雪国崩塌于一场大火之中,本就搭建在虚幻上的美,干干脆脆地破碎了。
岛村和驹子:岛村并不是刻意克制对所爱之物的热情,只是他的热情并非集中在现实的事物上,而是集中于自己的幻想之中,他对自己的幻想抱有太大的热情,以至于显得对现实之物若即若离了。
描写没有看过的舞蹈,实属无稽之谈,是地地道道的“纸上谈兵”。
可是,那是天堂的诗。
虽美其名曰研究,其实是任意想象,不是欣赏舞蹈家栩栩如生的肉体舞蹈艺术,而是欣赏他自己空想的舞蹈幻影。
这种空想是由西方的文字和图片产生的,仿佛憧憬那不曾见过的爱情一样。
岛村对驹子的感情,同样建立在自己的幻想上,他对驹子表现出的官能上的克制,实际上是不想破坏掉建立在驹子身上的幻想。
肉体上的满足轻易就能得到,雪国里有十二三个可以做那种事情的艺伎,而对岛村更为重要的精神上的需求,却只有驹子能够给予。
他这一番关于日本舞蹈的谈话,有助于促使她去接近他。
应该说这是他的这些知识在事隔多年之后,又在现实中起了作用。
说不定岛村也在不知不觉中把她当做了西方舞蹈呢。
同样的,岛村对于「徒劳」有着本能的执着,甚至将其作为一种美去把玩。
他很早就看出驹子的一生就是一场徒劳,于是把驹子当作徒劳本身去欣赏。
他同情驹子无意义的努力,却自感无能为力,甚至无动于衷。
岛村不知为什么,很想再强调一声“完全是一种徒劳嘛”,就在此时,雪夜的宁静沁人心脾,那是因为被女子吸引住了。

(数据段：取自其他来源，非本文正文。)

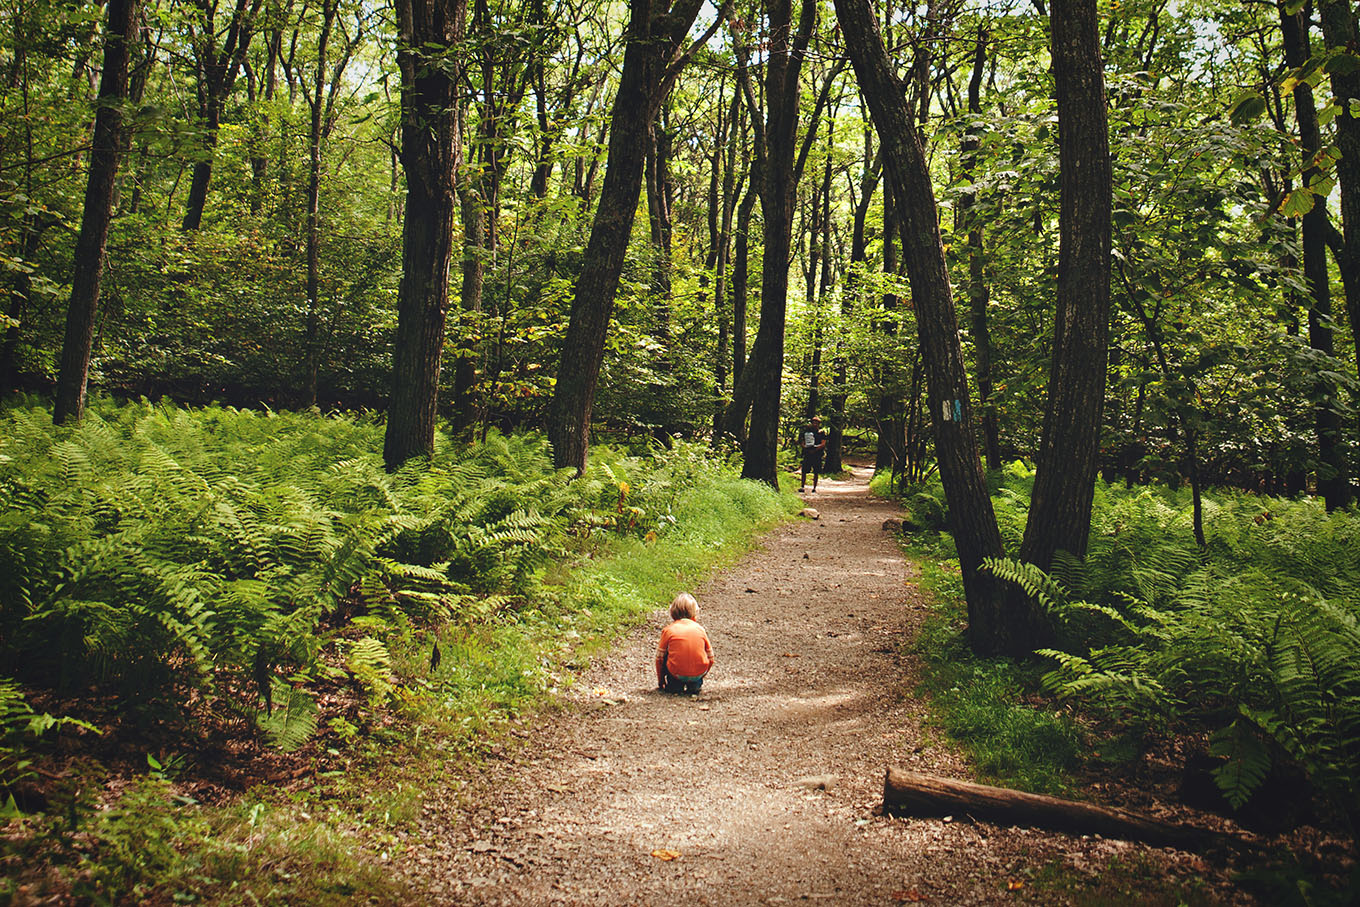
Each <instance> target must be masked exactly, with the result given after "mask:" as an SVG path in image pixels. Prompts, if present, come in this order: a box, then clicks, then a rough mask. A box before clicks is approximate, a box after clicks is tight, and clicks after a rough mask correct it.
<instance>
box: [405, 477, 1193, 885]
mask: <svg viewBox="0 0 1360 907" xmlns="http://www.w3.org/2000/svg"><path fill="white" fill-rule="evenodd" d="M806 499H808V504H809V506H812V507H816V509H817V510H819V511H820V518H819V519H816V521H812V519H798V521H796V522H792V524H787V525H785V526H781V528H779V529H777V530H774V532H772V533H771V534H770V536H767V537H766V538H764V541H763V545H762V548H760V549H758V551H756V552H753V553H752V555H751V556H749V558H747V559H745V560H744V562H743V563H741V564H738V566H737V567H734V568H732V570H730V571H728V572H725V574H724V575H721V577H718V578H715V579H714V582H713V583H710V585H709V586H707V587H703V589H698V590H695V593H696V596H698V598H699V621H700V623H702V624H704V626H706V627H707V630H709V635H710V638H711V640H713V647H714V653H715V655H717V664H715V666H714V669H713V672H711V673H710V676H709V680H707V683H706V684H704V692H703V695H702V696H699V698H690V696H672V695H664V694H658V692H656V689H654V687H656V677H654V669H653V653H654V646H656V640H657V636H658V635H660V631H661V627H662V626H665V623H666V620H668V619H666V616H665V612H664V611H658V612H657V613H656V616H654V617H653V619H651V620H650V621H649V624H647V626H646V627H645V628H641V630H639V631H638V632H635V634H632V635H631V636H630V638H628V639H626V640H624V642H622V643H620V645H619V646H617V647H616V649H615V651H613V653H612V654H611V655H608V657H605V658H601V660H600V661H598V662H597V664H596V665H593V666H592V668H590V669H589V672H588V673H586V676H585V677H582V679H581V681H579V683H578V684H577V685H575V687H574V691H573V692H571V694H570V702H568V703H566V707H564V708H563V710H562V711H558V713H549V714H548V715H544V717H541V721H540V722H539V726H537V728H534V729H532V730H526V732H524V737H522V738H521V740H520V741H517V742H518V744H520V745H514V747H510V748H507V749H505V751H503V752H502V753H500V755H499V757H498V759H492V760H490V764H488V766H487V767H486V770H484V771H483V772H481V774H479V775H477V776H476V778H473V779H471V781H465V782H457V781H454V782H450V785H447V787H446V790H445V793H443V794H442V797H437V798H432V800H431V801H428V802H427V804H426V810H424V815H423V817H422V820H420V829H419V840H412V842H409V844H408V850H407V853H405V854H404V857H403V858H401V861H400V863H398V866H397V870H398V872H401V873H403V874H405V876H407V877H408V878H409V880H411V881H412V883H413V884H416V885H418V887H419V888H420V889H423V891H424V892H427V897H428V900H430V903H454V904H657V906H665V904H781V903H828V904H894V903H911V902H930V903H942V904H993V903H1017V902H1025V903H1062V902H1064V899H1065V896H1061V895H1058V893H1057V892H1054V891H1040V889H1038V888H1036V887H1035V885H1034V884H1032V881H1028V880H1032V877H1034V873H1039V872H1040V870H1042V869H1043V868H1044V866H1053V865H1059V866H1065V868H1066V869H1069V870H1073V872H1076V873H1077V874H1078V876H1080V874H1084V873H1085V874H1096V873H1099V872H1100V870H1102V869H1103V868H1106V866H1107V865H1108V863H1110V862H1111V861H1112V859H1117V858H1118V859H1121V861H1122V862H1126V863H1127V862H1149V863H1155V865H1156V868H1157V869H1156V874H1159V876H1164V874H1179V876H1193V874H1195V873H1197V872H1200V870H1201V869H1204V866H1202V863H1198V861H1197V859H1195V858H1194V857H1190V855H1187V854H1176V853H1174V851H1159V850H1153V849H1148V847H1142V846H1137V844H1130V843H1125V842H1114V840H1104V839H1099V838H1070V836H1065V835H1054V834H1047V832H1036V831H1031V829H1012V828H1000V827H994V825H987V824H982V823H970V821H966V820H964V817H959V820H955V821H941V820H903V819H891V817H884V816H880V815H879V806H880V805H881V793H883V775H884V771H885V768H887V767H888V766H889V764H891V766H900V767H904V768H913V770H917V771H929V772H936V774H944V775H952V776H960V778H966V776H968V770H967V767H966V764H964V763H963V761H962V760H960V759H959V757H957V755H956V753H953V752H952V751H951V749H949V748H948V747H947V745H945V744H944V742H940V741H938V736H937V734H932V733H930V732H929V730H928V729H923V728H922V721H923V706H922V704H921V703H919V702H918V700H917V699H915V698H914V695H913V691H914V687H915V680H914V672H915V666H914V665H913V664H911V661H910V658H908V657H906V655H903V654H900V653H902V647H903V643H904V642H907V639H910V636H911V634H913V632H914V630H915V627H917V626H918V624H919V621H921V619H922V617H923V613H925V605H923V604H922V602H921V600H919V593H918V590H917V587H915V585H914V582H913V578H911V575H910V568H908V564H907V563H906V562H904V559H903V556H902V553H900V551H899V549H898V545H896V544H895V540H894V537H892V534H891V533H888V532H884V530H883V521H884V519H885V518H888V517H894V515H898V511H896V509H895V507H894V504H891V503H888V502H883V500H879V499H874V498H870V496H869V494H868V470H857V472H855V475H854V477H853V479H850V480H846V481H823V483H821V491H819V492H817V494H816V495H806ZM1132 900H1137V897H1132ZM1106 903H1110V902H1106ZM1172 903H1174V902H1172Z"/></svg>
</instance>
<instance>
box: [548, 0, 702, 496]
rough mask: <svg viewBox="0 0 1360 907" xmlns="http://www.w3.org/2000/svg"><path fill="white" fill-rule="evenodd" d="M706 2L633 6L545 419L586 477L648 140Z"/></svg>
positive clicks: (560, 446) (695, 1) (553, 456)
mask: <svg viewBox="0 0 1360 907" xmlns="http://www.w3.org/2000/svg"><path fill="white" fill-rule="evenodd" d="M700 5H702V0H676V3H675V5H669V4H666V3H658V5H657V8H656V10H653V7H651V4H650V3H647V0H631V1H630V11H631V12H630V16H628V30H627V46H626V49H624V54H623V73H622V76H620V79H619V91H617V94H616V95H615V99H613V112H612V113H611V128H609V166H608V169H607V170H605V175H604V186H602V189H601V192H600V205H598V207H597V208H596V216H594V223H593V224H592V227H590V241H589V243H588V245H586V253H585V260H583V261H582V265H581V276H579V277H577V286H575V294H574V298H573V301H571V318H570V321H568V324H567V333H566V337H564V339H563V341H562V359H560V364H559V366H558V388H556V392H555V393H554V397H552V411H551V415H549V419H548V439H549V441H551V442H552V458H554V462H555V464H556V465H558V468H563V466H573V468H575V470H577V472H578V473H581V472H585V468H586V453H588V450H589V446H590V411H592V408H593V407H594V394H596V386H597V383H598V381H600V366H601V364H602V363H604V344H605V337H607V335H608V329H609V315H611V314H612V311H613V296H615V292H616V291H617V287H619V276H620V273H622V272H623V260H624V254H626V253H627V249H628V235H630V234H631V231H632V218H634V213H635V212H636V208H638V196H639V194H641V193H642V171H643V167H645V165H646V150H647V133H649V129H650V126H651V121H653V120H656V116H657V110H660V107H661V102H662V101H664V99H665V94H666V92H668V91H669V90H670V82H672V80H673V78H675V72H677V69H676V64H673V63H672V61H673V60H675V57H676V52H677V50H679V48H680V42H681V41H684V37H685V34H687V33H688V30H690V26H691V24H694V19H695V16H696V15H698V12H699V7H700Z"/></svg>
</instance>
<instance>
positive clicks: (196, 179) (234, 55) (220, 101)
mask: <svg viewBox="0 0 1360 907" xmlns="http://www.w3.org/2000/svg"><path fill="white" fill-rule="evenodd" d="M194 5H196V7H197V11H199V12H200V14H201V16H203V18H201V19H200V22H199V27H200V29H201V34H200V35H199V41H197V42H194V65H196V67H197V69H199V86H197V88H199V112H200V114H201V116H203V126H204V147H203V148H201V150H200V159H199V160H197V162H194V165H193V170H192V175H190V178H189V199H188V201H186V203H185V211H184V220H182V222H181V223H180V228H181V230H182V231H185V233H194V231H197V230H199V227H201V226H203V212H204V208H205V207H207V204H208V184H211V182H212V159H214V158H215V156H216V152H218V132H219V129H220V128H222V109H223V106H224V105H226V99H227V94H228V92H230V91H231V86H233V83H234V82H235V80H237V73H238V72H239V71H241V67H242V65H243V63H245V58H246V52H248V50H249V48H250V38H252V35H253V29H254V18H256V15H257V14H258V12H260V5H261V0H237V3H235V5H234V7H233V11H231V22H230V23H228V26H227V34H226V39H224V42H223V45H222V48H218V35H216V33H215V22H214V19H215V12H216V4H215V3H208V0H196V3H194Z"/></svg>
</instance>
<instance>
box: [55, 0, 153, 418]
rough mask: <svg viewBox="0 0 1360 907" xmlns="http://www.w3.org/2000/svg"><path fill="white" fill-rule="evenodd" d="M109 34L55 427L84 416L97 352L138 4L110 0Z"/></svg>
mask: <svg viewBox="0 0 1360 907" xmlns="http://www.w3.org/2000/svg"><path fill="white" fill-rule="evenodd" d="M107 11H109V12H107V15H109V22H107V27H106V29H105V44H103V73H102V75H101V78H99V101H98V106H99V109H98V110H97V112H95V117H94V144H92V147H91V150H90V177H88V181H87V182H86V197H84V213H83V216H82V219H80V235H79V237H78V238H76V252H75V265H73V269H72V275H71V305H69V307H68V309H67V333H65V340H64V343H63V345H61V371H60V374H58V377H57V400H56V407H54V409H53V413H52V420H53V422H54V423H56V424H58V426H60V424H63V423H65V422H67V420H68V419H71V420H79V419H80V416H82V415H84V404H86V388H87V385H88V381H90V354H91V349H92V347H94V325H95V314H97V309H98V305H99V283H101V280H102V279H103V264H105V253H106V249H107V242H109V220H110V219H112V216H113V192H114V185H116V182H117V177H118V156H120V151H121V150H122V102H124V101H125V99H126V97H128V58H129V50H131V45H132V42H133V41H135V39H136V34H135V30H136V24H135V23H136V20H137V3H136V0H109V4H107Z"/></svg>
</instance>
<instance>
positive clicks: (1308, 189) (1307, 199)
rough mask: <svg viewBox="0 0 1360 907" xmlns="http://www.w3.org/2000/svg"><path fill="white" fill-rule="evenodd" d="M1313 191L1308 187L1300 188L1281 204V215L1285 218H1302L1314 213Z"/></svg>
mask: <svg viewBox="0 0 1360 907" xmlns="http://www.w3.org/2000/svg"><path fill="white" fill-rule="evenodd" d="M1312 201H1314V197H1312V190H1310V189H1307V188H1306V186H1299V188H1297V189H1295V190H1293V192H1291V193H1289V194H1288V196H1285V199H1284V201H1282V203H1281V204H1280V213H1281V215H1284V216H1285V218H1302V216H1303V215H1306V213H1308V212H1310V211H1312Z"/></svg>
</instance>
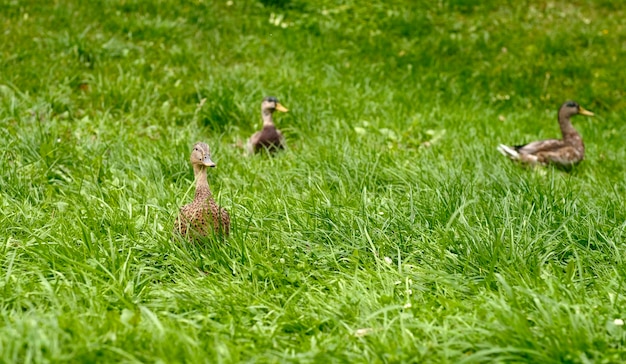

他明知对于这女子来说不会是徒劳的,却劈头盖脸给她一句“徒劳”。
这样说过之后,反而觉得她的存在变得更加纯真了。
他强烈地感到:她这种情感与其说带有城市败北着那种傲慢的不满,不如说是一种单纯的徒劳。
她自己没有显露出落寞的样子,然而在岛村眼里,却成了难以想象的哀愁。
如果一味沉浸在这种思绪里,连岛村自己恐怕也要陷入缥缈的感伤之中,以为生存本身就是一种徒劳。
岛村这种对徒劳深入骨髓的确信以至迷恋,使他最终说出了:我什么也不能为她效劳呀!这句话使雪国脆弱的结构彻底崩塌,一切陷入绝望。
驹子和叶子:最初和杜若大佬讨论这两个人物的时候,我和他的观点差不多一致:驹子在岛村第一次去雪国的时候还是纯粹之美的象征,但在岛村第二次去雪国时,为了行男而成为艺伎的驹子丧失了纯粹的美,在这时叶子及时出现,作为驹子失却的纯粹美的象征,成为岛村和驹子共同的渴求。
岛村渴求她的纯粹,驹子渴求自己失去的纯真。
但这个解读有许多无法解释的问题。
首先是驹子和叶子之间的感情,她们之间的感情经常前后矛盾,以至于我认为是互相同情,杜若大佬却认为相互嫉妒。
呃,做生意嘛。
那姑娘说什么啦?惊人的妒忌之火在燃烧,你知道吗?你是说驹姐?她真可恨,我不告诉她。
其次,在岛村和驹子的关系中,叶子扮演什么样的角色?是双方的搭桥者,还是离间者?从文本中很难作出分析。
此外,如果叶子是作为驹子纯粹美的替代品出现的,那么岛村第二次去雪国以后,他对驹子的依恋应该会有所减弱,而对叶子的依恋肯定会增强。
但实际上,从文本中我很难得出这样的结论。
叶子在岛村第二次雪国之旅中的出场篇幅加起来还不到《雪国》开篇时的所占篇幅,内容也大多是岛村对叶子眼神的惊诧,并无更深发展。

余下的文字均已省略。